All patients came from underserved communities as outlined in Section 2.2. To corroborate the outcomes of Mkhombe [41] and Molapo [42], all patients included in the current study knew that diabetes could affect their eyes. Several patients in our study, however, did not know how diabetes affects ocular health. Mash [43] suggested this could be linked to poor diabetes education in the public sector, resulting from an over-burdened system and severe time constraints faced by health professionals [44]. Indeed, in the current study, we found evidence of this outcome, where both the patients and key informants attested to this by agreeing that the health information imparted in the NTSS may not be always optimal. Previous studies show that high levels of non-compliance with retinal screenings occur when patients do not understand the link between diabetes and its complications [45,46,47]. Hence, there is a need for comprehensive diabetes education and health promotion initiatives in the public sector.

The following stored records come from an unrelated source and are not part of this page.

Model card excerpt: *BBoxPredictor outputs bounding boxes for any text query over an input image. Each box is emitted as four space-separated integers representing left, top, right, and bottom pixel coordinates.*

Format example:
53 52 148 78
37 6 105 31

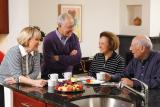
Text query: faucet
118 78 148 107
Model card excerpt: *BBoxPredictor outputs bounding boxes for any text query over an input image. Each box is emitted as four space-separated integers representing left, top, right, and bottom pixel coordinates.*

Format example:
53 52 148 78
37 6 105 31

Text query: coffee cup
96 72 106 81
47 86 54 93
48 73 58 80
63 72 72 80
48 79 57 87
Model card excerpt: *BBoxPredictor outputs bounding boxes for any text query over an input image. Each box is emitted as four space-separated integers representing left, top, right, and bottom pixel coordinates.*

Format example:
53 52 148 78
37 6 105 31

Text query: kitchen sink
71 97 136 107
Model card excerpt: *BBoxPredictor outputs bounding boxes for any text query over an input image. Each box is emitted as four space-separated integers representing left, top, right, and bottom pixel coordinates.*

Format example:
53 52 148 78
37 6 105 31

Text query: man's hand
121 78 133 87
105 73 111 81
70 50 78 56
4 77 16 84
32 79 47 87
52 55 59 61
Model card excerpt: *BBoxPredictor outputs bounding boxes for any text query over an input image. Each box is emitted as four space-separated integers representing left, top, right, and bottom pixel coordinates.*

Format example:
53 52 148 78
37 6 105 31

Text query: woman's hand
32 79 47 87
121 78 133 87
4 77 16 84
105 73 111 81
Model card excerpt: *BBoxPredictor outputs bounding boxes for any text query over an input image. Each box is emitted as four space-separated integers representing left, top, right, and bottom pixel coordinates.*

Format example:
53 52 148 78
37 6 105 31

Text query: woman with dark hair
89 32 125 77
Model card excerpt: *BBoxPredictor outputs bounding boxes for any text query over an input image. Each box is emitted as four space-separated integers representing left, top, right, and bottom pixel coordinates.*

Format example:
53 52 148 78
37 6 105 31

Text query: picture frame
58 4 82 42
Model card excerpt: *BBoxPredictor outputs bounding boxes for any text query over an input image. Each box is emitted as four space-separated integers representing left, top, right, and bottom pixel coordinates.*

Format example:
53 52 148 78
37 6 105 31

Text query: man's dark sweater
42 30 81 79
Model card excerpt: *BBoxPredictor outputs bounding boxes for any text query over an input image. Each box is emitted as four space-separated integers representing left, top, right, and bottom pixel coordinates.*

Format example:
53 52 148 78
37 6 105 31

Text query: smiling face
130 38 146 59
59 17 74 37
28 36 40 52
99 37 110 53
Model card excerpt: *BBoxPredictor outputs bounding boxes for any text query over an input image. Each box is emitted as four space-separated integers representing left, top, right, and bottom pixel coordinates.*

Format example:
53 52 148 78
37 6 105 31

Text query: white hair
57 13 75 26
139 36 153 50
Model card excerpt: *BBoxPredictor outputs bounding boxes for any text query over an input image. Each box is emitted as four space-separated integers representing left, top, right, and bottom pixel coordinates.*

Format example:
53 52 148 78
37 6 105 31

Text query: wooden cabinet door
13 91 46 107
47 104 57 107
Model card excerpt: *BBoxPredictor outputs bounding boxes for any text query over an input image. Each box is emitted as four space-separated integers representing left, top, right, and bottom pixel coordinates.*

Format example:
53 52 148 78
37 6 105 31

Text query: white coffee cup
48 73 58 80
48 79 57 87
63 72 72 80
96 72 106 81
48 86 54 93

Fear of procedural discomfort and poor visual outcomes after DR treatment has been shown to deter compliance, whereas fear of vision loss resulting from untreated DR motivates patients to comply with treatment [6,48,49,50,51]. However, in the current study we found that, although patients were apprehensive about vision loss or pain from ophthalmological procedures (upon referral for tertiary eye care), they were more afraid of untreated DR that may cause them to lose their vision. Most patients also acknowledged that they would go for DR treatment at the main NTSS hospital during the SARS-CoV-2 lockdown. The fear of going blind as motivation to comply with DR treatment was particularly forthcoming in patients already experiencing vision loss. We concluded that the fear of vision loss mitigated the apprehension of uncomfortable medical procedures and fear of SARS-CoV-2.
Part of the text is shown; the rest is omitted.